For women with PPD, natural approaches can lead to better mood and hormonal balance. These include:

  • Eat well and take either your daily prenatal multivitamin, or another high quality multivitamin like our Essential Nutrients, along with omega-3 essential fatty acids.
  • Get as much sleep as you can. It may help to adjust your sleep schedule to match your baby’s and ask the other parent or a helper to take one shift at night, feeding the baby formula or pumped breast milk.
  • Ask for help with the baby, and talk to friends and relatives or a health care professional if you feel depressed right away.
  • Consider herbal supplements to support hormone balance, such as our Herbal Equilibrium formula. You can also talk to your doctor about bioidentical progesterone therapy, but only if you are no longer breastfeeding,
  • Get outside in the sunshine daily, and try to start doing some gentle exercise daily as well. but don’t overdo it while you’re healing.
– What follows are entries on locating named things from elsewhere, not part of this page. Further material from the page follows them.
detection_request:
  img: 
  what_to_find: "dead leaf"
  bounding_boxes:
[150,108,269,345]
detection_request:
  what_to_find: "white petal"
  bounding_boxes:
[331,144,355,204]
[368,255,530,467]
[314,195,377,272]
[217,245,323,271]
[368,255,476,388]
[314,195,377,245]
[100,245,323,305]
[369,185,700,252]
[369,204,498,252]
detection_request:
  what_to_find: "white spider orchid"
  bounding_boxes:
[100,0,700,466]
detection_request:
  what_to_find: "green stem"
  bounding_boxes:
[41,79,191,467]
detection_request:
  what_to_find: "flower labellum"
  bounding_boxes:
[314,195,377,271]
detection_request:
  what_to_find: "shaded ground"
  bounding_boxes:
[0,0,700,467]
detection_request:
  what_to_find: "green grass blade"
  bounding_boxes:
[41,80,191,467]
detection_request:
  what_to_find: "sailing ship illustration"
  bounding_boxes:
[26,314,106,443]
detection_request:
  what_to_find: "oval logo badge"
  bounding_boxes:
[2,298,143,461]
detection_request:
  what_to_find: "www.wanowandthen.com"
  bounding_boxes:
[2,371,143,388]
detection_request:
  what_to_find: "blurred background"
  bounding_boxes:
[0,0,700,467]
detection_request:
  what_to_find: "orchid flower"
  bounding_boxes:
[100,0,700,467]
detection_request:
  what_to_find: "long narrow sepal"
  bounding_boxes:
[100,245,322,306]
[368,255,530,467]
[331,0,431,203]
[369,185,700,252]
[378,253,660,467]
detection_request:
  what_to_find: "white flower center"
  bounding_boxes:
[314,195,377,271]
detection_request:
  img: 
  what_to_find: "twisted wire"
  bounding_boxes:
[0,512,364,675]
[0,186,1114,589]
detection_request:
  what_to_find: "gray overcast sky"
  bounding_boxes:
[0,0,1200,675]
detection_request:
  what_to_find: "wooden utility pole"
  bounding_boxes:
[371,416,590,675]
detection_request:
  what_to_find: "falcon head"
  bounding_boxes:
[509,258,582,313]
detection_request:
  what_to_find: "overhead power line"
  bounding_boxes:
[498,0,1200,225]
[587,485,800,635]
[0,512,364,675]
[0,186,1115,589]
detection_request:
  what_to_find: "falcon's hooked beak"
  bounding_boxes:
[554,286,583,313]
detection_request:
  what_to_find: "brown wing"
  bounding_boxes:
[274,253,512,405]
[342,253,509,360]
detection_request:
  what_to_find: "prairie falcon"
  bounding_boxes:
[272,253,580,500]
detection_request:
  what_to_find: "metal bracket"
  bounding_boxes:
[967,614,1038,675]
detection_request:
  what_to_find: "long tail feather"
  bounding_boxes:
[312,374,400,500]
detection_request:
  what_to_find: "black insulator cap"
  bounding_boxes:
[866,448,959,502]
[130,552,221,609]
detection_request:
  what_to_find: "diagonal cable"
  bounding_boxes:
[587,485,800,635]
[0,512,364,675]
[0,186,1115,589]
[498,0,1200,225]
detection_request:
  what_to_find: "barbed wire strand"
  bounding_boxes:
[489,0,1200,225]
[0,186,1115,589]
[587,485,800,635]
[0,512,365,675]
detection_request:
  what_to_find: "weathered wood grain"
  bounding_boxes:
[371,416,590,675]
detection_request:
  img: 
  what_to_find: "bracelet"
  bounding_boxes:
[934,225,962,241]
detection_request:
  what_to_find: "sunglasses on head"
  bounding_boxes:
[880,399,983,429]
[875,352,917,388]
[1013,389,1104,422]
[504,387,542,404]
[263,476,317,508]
PPD is usually resolved quickly if you get good nutrition, rest, exercise, emotional support and, if needed, progesterone or drug therapy. The most important factor is letting people know how you’re feeling: ask for help. Don’t become isolated — reach out to friends, family, or social services if you’re overwhelmed by your depressed mood. The people who care about you will want to help.

References

1 Nonacs, R. 2007. Postpartum depression. URL: https://www.emedicine.com/med/topic3408.htm (accessed 07.01.2008).

Mental Health America. 2006. Postpartum disorders. URL: https://www.nmha.org/go/information/get-info/depression/postpartum-disorders (accessed 07.01.2008).

ACOG. 2005. Spotlight on postpartum depression. ACOG co-sponsors National Depression Screening Day. 2005 marks first-time focus on postpartum depression. URL: https://www.acog.org/from_home/publications/press_releases/nr09-30-05-2.cfm (accessed 07.01.2008).

2 Nonacs, R. 2007.

Kendall-Tackett, K. 2005. Depression in new mothers: Causes, consequences and treatment options. Binghamton: Haworth Press. [As cited in Kendall–Tackett, K. 2007. A new paradigm for depression in new mothers: The central role of inflammation and how breastfeeding and anti-inflammatory treatments protect maternal mental health. Int. Breastfeed. J., 2, 6. URL: https://www.internationalbreastfeedingjournal.com/content/2/1/6#B1 (accessed 07.01.2008).]

O’Hara, M., & Swain, A. 1996. Rates and risk of postpartum depression — a metaanalysis. Int. Rev. Psychiatry, 8, 37–54.